Before I had been properly diagnosed with multiple chronic illnesses, I was sent to a specialist for my migraines. I was hoping to get some relief from the chronic headaches that were destroying my life. I missed two hours of work, traveled to another city on public transportation, tired and in pain, praying that this doctor would help me be me again.
When I arrived, the doctor didn’t have any of my records, none of my imaging or labs, barely looked at the forms I had spent so much time filling out at home and took one look at my body and the medicine I was taking, and dismissed my symptoms. I hadn’t even come to see her about my weight, which was actually not a concern of mine. I just wanted to understand what was going on with my body, and more than anything I wanted to feel better.
This was before I had lost almost 90 pounds due to a chronic stomach infection I contracted after gallbladder surgery. The sad part is that she was not the only doctor who had done this; in fact, before losing weight, most doctors pointed out my weight as a cause for my symptoms. Most told me that once I lost weight I would start to feel better. I am almost 90 pounds lighter, but I am sicker than I ever was before. I am still not considered thin by any means, but weight doesn’t come up anymore at doctor visits. I eat better, exercise when I can, and still am not well because I have illnesses that require proper medical care.
The doctor reviewed the medication I was taking and once I told her I had been prescribed Ativan, an anti-anxiety medication, she threw her hands up as if she had just discovered the cause for my pain. She immediately began to tell me that I was anxious and depressed and that I needed to not “stress out.” She didn’t review my history and barely did a physical examination. In the end, she prescribed me a medication I told her I had taken in the past that did not help, because it would “help me lose weight.” As she wrote out the prescription, she commented again on my weight and urged me to lose weight. I was so frustrated and ashamed. Here I was, a young woman, struggling daily with debilitating pain, and I was being dismissed because of my weight and mental health.

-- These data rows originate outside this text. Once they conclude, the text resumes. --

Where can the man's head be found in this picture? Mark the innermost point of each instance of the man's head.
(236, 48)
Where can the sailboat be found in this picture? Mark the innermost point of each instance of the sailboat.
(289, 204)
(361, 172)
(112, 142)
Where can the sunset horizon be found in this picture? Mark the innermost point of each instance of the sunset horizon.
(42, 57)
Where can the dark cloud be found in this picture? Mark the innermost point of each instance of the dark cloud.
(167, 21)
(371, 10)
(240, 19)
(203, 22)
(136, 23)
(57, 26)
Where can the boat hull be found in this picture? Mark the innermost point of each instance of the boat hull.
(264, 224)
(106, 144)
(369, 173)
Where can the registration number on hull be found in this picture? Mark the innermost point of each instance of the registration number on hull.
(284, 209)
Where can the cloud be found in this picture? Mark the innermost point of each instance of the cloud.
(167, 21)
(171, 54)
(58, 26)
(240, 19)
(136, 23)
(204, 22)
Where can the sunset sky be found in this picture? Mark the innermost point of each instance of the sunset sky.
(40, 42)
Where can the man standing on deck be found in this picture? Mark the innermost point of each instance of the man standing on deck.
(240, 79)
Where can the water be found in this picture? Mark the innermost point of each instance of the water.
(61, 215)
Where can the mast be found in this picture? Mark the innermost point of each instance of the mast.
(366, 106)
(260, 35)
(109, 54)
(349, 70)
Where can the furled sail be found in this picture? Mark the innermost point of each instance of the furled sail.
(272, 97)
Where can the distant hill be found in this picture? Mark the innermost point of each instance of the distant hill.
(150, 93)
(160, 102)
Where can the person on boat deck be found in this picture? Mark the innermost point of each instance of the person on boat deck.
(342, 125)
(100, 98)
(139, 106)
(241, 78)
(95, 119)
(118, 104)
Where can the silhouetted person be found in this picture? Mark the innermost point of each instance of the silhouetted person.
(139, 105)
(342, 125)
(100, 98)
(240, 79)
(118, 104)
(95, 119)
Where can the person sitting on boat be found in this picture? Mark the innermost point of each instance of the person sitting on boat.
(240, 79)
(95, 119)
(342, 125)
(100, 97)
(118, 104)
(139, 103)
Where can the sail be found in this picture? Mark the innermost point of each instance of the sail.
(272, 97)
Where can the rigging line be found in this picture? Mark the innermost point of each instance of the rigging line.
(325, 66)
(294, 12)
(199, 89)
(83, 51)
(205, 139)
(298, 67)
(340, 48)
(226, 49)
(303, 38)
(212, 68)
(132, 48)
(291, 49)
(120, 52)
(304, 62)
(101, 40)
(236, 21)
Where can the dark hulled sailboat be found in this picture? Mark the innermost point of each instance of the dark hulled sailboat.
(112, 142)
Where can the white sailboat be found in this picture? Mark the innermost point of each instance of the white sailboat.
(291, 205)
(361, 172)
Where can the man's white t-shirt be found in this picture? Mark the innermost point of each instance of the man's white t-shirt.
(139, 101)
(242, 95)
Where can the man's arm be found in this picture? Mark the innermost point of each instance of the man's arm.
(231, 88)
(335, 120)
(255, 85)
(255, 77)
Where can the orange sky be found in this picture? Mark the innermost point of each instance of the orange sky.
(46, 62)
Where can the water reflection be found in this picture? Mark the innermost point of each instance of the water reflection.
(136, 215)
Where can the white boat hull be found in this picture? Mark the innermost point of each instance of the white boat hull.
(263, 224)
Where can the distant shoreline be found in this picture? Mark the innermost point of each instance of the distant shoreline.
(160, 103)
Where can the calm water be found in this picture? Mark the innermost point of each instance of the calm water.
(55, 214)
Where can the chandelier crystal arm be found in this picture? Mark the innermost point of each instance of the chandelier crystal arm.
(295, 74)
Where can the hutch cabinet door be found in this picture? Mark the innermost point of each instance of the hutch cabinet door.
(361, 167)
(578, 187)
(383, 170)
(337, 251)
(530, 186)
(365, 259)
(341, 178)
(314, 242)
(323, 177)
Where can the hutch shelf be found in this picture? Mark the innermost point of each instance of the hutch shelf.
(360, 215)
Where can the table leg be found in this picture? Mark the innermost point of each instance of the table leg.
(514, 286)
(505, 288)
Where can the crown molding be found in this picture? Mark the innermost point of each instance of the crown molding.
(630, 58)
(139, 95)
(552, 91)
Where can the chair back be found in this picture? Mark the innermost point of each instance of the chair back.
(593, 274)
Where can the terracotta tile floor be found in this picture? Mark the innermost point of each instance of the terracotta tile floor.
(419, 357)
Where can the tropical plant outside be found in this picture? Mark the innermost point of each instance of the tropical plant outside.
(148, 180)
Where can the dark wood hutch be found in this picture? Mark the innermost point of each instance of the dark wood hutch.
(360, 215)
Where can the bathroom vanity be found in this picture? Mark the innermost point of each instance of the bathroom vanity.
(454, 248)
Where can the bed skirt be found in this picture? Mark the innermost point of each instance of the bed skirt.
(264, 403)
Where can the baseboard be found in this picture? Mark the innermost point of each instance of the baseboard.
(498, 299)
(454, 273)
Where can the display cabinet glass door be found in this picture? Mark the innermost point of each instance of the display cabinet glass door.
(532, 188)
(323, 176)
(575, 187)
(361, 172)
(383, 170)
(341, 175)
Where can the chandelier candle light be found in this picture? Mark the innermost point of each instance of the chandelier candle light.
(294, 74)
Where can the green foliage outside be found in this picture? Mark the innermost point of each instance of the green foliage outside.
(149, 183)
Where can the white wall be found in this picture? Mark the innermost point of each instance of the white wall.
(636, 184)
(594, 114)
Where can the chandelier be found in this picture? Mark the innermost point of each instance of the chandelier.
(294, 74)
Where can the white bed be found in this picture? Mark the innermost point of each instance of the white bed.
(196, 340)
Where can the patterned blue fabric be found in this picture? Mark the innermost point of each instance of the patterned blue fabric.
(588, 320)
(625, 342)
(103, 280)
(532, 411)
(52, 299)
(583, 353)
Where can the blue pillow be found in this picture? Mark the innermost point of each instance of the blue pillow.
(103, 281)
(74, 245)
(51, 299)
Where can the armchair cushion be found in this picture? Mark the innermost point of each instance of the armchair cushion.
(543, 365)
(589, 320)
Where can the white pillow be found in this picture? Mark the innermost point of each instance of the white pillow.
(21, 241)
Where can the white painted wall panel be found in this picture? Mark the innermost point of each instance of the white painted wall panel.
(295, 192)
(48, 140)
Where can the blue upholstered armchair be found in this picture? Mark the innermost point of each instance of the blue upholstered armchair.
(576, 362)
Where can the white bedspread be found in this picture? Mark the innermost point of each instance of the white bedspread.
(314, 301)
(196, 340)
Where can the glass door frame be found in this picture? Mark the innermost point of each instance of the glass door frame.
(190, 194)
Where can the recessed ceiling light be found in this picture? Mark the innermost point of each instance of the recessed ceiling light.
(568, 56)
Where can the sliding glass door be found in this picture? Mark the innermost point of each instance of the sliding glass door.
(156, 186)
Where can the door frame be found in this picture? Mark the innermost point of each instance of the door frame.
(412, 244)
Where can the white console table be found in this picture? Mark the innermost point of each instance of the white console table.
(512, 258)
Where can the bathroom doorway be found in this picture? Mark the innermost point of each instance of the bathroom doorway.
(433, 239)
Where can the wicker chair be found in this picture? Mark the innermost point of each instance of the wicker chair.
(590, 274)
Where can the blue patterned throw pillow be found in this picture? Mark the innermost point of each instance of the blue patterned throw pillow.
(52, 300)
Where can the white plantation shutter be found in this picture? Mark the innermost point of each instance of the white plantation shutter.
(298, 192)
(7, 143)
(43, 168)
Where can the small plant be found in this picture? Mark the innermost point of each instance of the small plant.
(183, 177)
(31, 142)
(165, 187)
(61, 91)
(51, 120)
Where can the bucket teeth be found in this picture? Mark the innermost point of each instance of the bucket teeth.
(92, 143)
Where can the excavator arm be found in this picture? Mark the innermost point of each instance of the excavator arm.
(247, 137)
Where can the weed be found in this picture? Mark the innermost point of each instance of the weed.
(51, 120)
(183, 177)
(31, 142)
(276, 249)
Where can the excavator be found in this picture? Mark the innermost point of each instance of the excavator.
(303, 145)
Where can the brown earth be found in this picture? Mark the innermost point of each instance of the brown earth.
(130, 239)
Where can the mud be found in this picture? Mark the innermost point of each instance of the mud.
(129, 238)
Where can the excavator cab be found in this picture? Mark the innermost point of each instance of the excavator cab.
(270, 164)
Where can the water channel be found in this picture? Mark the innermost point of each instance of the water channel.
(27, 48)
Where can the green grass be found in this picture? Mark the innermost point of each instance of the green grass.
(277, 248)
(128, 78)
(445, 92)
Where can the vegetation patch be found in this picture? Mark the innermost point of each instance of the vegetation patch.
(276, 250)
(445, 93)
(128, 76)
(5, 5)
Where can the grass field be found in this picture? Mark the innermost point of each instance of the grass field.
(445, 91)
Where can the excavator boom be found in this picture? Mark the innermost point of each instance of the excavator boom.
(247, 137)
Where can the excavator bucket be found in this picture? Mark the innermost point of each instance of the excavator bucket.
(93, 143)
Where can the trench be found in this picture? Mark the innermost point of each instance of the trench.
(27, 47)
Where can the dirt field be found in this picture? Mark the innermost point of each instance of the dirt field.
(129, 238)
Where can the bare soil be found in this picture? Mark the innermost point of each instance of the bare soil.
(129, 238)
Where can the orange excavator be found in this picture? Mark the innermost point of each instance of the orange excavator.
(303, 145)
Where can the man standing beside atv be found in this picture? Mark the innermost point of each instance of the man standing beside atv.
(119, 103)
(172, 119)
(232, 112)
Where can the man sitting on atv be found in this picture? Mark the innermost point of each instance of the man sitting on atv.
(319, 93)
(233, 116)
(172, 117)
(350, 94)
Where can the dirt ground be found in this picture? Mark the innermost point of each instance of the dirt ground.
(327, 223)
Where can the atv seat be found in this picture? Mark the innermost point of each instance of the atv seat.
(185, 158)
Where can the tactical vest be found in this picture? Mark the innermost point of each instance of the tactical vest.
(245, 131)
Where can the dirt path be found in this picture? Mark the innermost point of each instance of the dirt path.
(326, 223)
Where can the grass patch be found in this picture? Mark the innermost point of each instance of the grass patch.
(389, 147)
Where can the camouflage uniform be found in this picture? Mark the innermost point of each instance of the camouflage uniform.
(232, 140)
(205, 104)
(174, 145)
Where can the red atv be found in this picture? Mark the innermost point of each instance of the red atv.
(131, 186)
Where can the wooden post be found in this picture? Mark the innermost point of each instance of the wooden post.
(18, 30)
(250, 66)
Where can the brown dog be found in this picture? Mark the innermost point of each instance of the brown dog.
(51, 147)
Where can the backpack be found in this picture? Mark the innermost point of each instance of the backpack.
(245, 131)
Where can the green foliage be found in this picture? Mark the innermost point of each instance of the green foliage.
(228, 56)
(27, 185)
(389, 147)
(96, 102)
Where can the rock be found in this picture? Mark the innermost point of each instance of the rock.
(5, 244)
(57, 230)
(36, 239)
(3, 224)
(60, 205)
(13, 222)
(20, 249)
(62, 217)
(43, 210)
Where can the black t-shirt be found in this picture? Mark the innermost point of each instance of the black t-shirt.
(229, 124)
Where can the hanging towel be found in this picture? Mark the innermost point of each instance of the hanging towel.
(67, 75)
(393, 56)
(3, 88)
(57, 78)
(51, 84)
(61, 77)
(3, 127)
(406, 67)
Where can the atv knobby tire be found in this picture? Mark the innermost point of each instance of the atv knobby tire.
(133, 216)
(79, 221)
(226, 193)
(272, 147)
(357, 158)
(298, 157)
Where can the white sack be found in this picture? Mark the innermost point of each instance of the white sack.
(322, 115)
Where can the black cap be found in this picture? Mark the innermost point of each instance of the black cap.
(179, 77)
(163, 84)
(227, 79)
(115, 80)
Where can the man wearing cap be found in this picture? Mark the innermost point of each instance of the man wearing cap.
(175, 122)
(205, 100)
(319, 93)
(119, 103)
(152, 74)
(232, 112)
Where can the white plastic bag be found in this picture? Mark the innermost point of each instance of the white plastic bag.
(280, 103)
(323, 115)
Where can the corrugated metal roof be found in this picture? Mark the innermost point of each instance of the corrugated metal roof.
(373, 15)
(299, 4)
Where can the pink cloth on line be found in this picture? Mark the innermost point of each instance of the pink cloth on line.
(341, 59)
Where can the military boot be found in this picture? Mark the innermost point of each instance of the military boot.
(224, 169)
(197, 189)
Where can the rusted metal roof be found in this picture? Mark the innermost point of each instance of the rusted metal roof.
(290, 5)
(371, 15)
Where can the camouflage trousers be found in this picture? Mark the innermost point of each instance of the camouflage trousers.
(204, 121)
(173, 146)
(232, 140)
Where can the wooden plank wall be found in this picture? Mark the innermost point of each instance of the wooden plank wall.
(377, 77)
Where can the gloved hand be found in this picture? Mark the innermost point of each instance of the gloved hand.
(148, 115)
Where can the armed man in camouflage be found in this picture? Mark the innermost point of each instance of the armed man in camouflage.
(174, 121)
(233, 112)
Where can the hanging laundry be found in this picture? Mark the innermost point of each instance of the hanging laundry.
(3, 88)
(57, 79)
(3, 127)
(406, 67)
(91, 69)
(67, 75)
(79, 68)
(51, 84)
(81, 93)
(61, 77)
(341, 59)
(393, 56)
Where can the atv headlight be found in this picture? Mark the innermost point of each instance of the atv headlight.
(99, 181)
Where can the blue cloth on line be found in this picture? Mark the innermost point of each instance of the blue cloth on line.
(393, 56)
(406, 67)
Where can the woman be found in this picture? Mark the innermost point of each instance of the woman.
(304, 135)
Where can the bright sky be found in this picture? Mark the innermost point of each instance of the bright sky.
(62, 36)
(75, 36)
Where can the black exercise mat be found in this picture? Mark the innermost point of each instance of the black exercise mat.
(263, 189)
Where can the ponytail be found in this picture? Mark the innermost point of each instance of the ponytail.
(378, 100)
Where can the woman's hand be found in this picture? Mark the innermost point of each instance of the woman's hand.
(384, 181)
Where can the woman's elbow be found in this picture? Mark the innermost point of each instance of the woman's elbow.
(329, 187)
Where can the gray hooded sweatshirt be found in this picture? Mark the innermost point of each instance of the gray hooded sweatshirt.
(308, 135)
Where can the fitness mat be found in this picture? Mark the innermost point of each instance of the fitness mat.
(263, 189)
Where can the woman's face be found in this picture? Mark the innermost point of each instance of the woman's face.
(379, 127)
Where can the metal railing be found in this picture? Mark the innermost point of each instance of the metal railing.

The irony is, I had been in therapy for years and was progressing well in treatment. The Ativan hadn’t even been prescribed solely for anxiety, but as a muscle relaxant used to help with pelvic floor dysfunction, something which had been explained to me by the prescribing gynecologist. I hadn’t traveled all this way to have more pills thrown at me, to be prescribed the same medication, or to be judged and mistreated. I wanted to know what was going on with my body and how to improve my daily functioning. But in her mind, I was just an overweight, anxious woman that needed to relax and lose weight to feel better. Don’t get me wrong, being overweight can definitely impact health, but there are many “overweight” people living healthy, fruitful lives. Weight is not the end-all, be-all of health.
This experience made me realize that mental health stigma and discrimination exists not only amongst ourselves, but in the medical community as well, and that the consequences fall on us, the patients. I did not receive adequate care because of the doctor’s misperception of my mental health based on a medication that was prescribed one week prior. Having anxiety should not prevent anyone from receiving proper care and a thorough evaluation. As a mental health care provider, I know mental health can affect physical health, but that is no reason for symptoms to be dismissed, or to be criticized and belittled. Sadly, this was not the first nor the last time my symptoms would be minimized due to my mental health and weight. This is a serious issue in the medical community that must be addressed.
Living with mental illness and taking medication for it should not affect your medical treatment. Nor should being overweight. Difficult as it is to cope with mental illness and body image issues, medical professionals should be more compassionate, caring and empathetic when working with patients that struggle with mental illness and should not simply judge a patient on their waist size. This just leads to further body image issues, shaming and mental health stigma. I felt silenced by that doctor so I didn’t stand up for myself when maybe I should have. This is me taking a stand so others can do the same.